From 5328fef0432ccc27788fee078d9dc761326fa36c Mon Sep 17 00:00:00 2001
From: lachlangrose <7371904+lachlangrose@users.noreply.github.com>
Date: Wed, 26 Nov 2025 23:28:29 +0000
Subject: [PATCH 06/16] style: style fixes by ruff and autoformatting by black

---
 map2loop/sorter.py | 1 -
 1 file changed, 1 deletion(-)

diff --git a/map2loop/sorter.py b/map2loop/sorter.py
index 4f57e6e7..412bd671 100644
--- a/map2loop/sorter.py
+++ b/map2loop/sorter.py
@@ -3,7 +3,6 @@
 import pandas
 import numpy as np
 import math
-import math
 from typing import Union, Optional, List
 from map2loop.topology import Topology
 import geopandas

From 1568248cf491593530cd53361bf6c120a659a803 Mon Sep 17 00:00:00 2001
From: rabii-chaarani <rabii.chaarani@monash.edu>
Date: Thu, 27 Nov 2025 11:03:57 +0930
Subject: [PATCH 07/16] fix: add check for geology_data

---
 map2loop/sorter.py | 6 ++++++
 1 file changed, 6 insertions(+)

diff --git a/map2loop/sorter.py b/map2loop/sorter.py
index 412bd671..f9bb8894 100644
--- a/map2loop/sorter.py
+++ b/map2loop/sorter.py
@@ -80,10 +80,16 @@ def __init__(
         """
         super().__init__()
         self.sorter_label = "SorterUseNetworkX"
+        
+        if isinstance(geology_data, geopandas.GeoDataFrame) is False:
+            raise TypeError("geology_data must be a geopandas.GeoDataFrame")
+        
         if 'UNITNAME' not in geology_data.columns:
             raise ValueError("geology_data must contain 'UNITNAME' column")
+        
         self.topology = Topology(geology_data=geology_data)
         self.unit_relationships = self.topology.get_unit_unit_relationships()
+        
     @beartype.beartype
     def sort(self, units: pandas.DataFrame) -> list:
         """

From 3ea4a85d8cb74e453ff9a442810ff084c56ae720 Mon Sep 17 00:00:00 2001
From: rabii-chaarani <rabii.chaarani@monash.edu>
Date: Thu, 27 Nov 2025 12:20:28 +0930
Subject: [PATCH 08/16] fix: not initiliase sorter in project.init

---
 map2loop/project.py | 2 +-
 1 file changed, 1 insertion(+), 1 deletion(-)

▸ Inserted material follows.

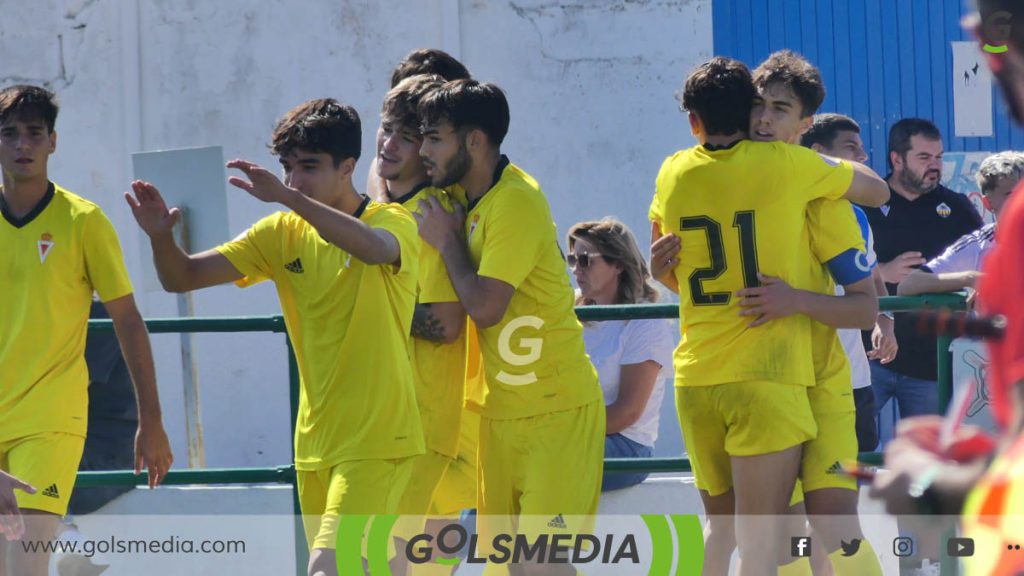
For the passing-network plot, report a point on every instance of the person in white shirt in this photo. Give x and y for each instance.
(960, 265)
(633, 357)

diff --git a/map2loop/project.py b/map2loop/project.py
index 7e05d0bf..ec7f10f5 100644
--- a/map2loop/project.py
+++ b/map2loop/project.py
@@ -140,7 +140,7 @@ def __init__(
         self.set_default_samplers()
         self.bounding_box = bounding_box
         self.contact_extractor = None
-        self.sorter = SorterUseHint()
+        self.sorter = SorterUseHint
         self.throw_calculator = ThrowCalculatorAlpha()
         self.fault_orientation = FaultOrientationNearest()
         self.map_data = MapData(verbose_level=verbose_level)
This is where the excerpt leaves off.